Letting someone else take a turn

When I was a little feller my mother used to tell her three boys “let someone else have a turn”. Of course she was referring to that ancient piece of wisdom that when two or three want the same thing it is always best to take turns. But like all wisdom there are layers to this sage advice and the deeper you go the harder it gets.

On one level our democratic country with its democratic institutions has had a profound influence on our culture. We’ve come a long way from the childhood games of King of the castle, when we all wanted to the crown and scepter so we could rule over our subjects. Now when I see little families walking into an amusement park the first words spoken are, “let’s vote to see what ride we go to first!” Our impulse is to vote, to take sides, to decide based on majority rule.

But let’s face it as for wisdom taking votes is a means not an end. Just because you’ve polled everyone, counted all the votes, doesn’t mean you’ve stumbled into the truth. I shouldn’t have to say this but given the times we live it needs to be said, unreflective majority rule can pump the skies with pollution, drop aid for the poor (taxes would go up!), or ban all immigration because we don’t like the look of strangers. As Winston Churchill once said, “Democracy is the worst form of government, except for all the others.” So we use a means that does not necessarily get us to the truth but is a better vessel than the rest.

I’ve written before about the need to listen to each other first, before a vote is taken. Sometimes participants will chose voting first as a kind of willful ignorance. “I don’t want to hear anything that will dissuade me from what I want to do…” Heaven forbid that something said around a table would move me to reconsider my kneejerk plan to vote yes or no.

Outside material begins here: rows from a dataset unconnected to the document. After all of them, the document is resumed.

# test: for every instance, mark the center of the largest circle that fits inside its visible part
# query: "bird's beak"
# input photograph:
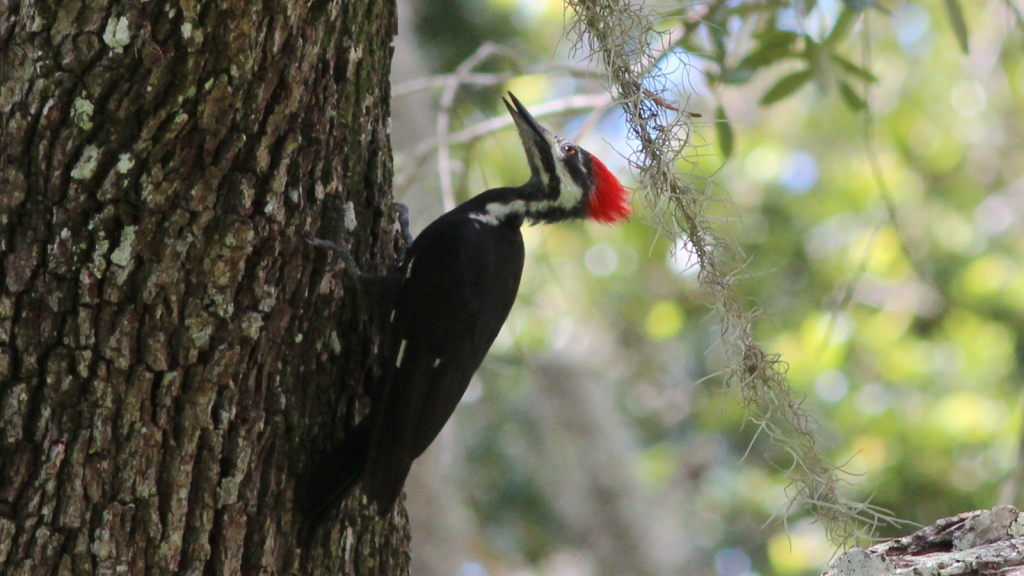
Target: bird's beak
(535, 137)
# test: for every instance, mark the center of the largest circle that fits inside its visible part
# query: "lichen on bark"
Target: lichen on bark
(173, 355)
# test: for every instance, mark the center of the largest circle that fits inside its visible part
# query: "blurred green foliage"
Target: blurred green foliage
(875, 181)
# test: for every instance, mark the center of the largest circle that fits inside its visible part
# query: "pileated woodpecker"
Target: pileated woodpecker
(445, 304)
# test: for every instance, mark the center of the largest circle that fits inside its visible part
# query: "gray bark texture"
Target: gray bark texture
(976, 543)
(173, 355)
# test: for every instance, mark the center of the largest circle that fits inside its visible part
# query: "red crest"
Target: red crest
(609, 201)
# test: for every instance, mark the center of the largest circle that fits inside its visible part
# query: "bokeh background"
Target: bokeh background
(879, 207)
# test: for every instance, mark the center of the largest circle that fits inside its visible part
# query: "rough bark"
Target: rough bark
(173, 356)
(977, 543)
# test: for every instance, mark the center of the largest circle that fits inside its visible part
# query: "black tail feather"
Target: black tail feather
(336, 475)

But there is another layer to the wisdom of taking turns. Sometimes it does the soul of someone like me good to let another take a turn. Consider your privilege, what you automatically receive just by the chance of your birth, your race, your gender, your economic status. For as long as I can remember I have sat in rooms and people have turned to me for leadership, when I spoke others listened. Why? Because I am a white male, a straight middle class man with a loud and booming voice. Next time you are in a crowded room and people are at microphones watch who gets up to speak and who the crowd listens to. It’s an eye opener.

When I am in a room and people are turning to me as a Minister, as leader, as someone with a loud voice, and asking me to speak first, to go first, to offer comment, I find myself now deferring to someone I know in the room who knows more, someone the group would likely pass over. That is one of the many reasons I find the power trappings of titles and collars an unpleasant and counter-productive part of my work. I hear the voice of my mother, “let someone else take a turn.”

On this Natal Day when Haligonians are complaining about a parade taking place in Dartmouth and not the usual streets of Spring Garden Road or Barrington Street I hear my mother’s wise advice. It’s not all about you, life is not about protecting what you have, your turn. I see the faces of those who line up to take my shuttle bus every morning, they are eyeing people who stop to talk to a friend at the front of the cue. They are ready to pounce if someone dare step in front of someone else. The cue, the vote, these are tools, they are not the truth. The truth comes when everyone is valued and everyone feels the pride in getting a turn.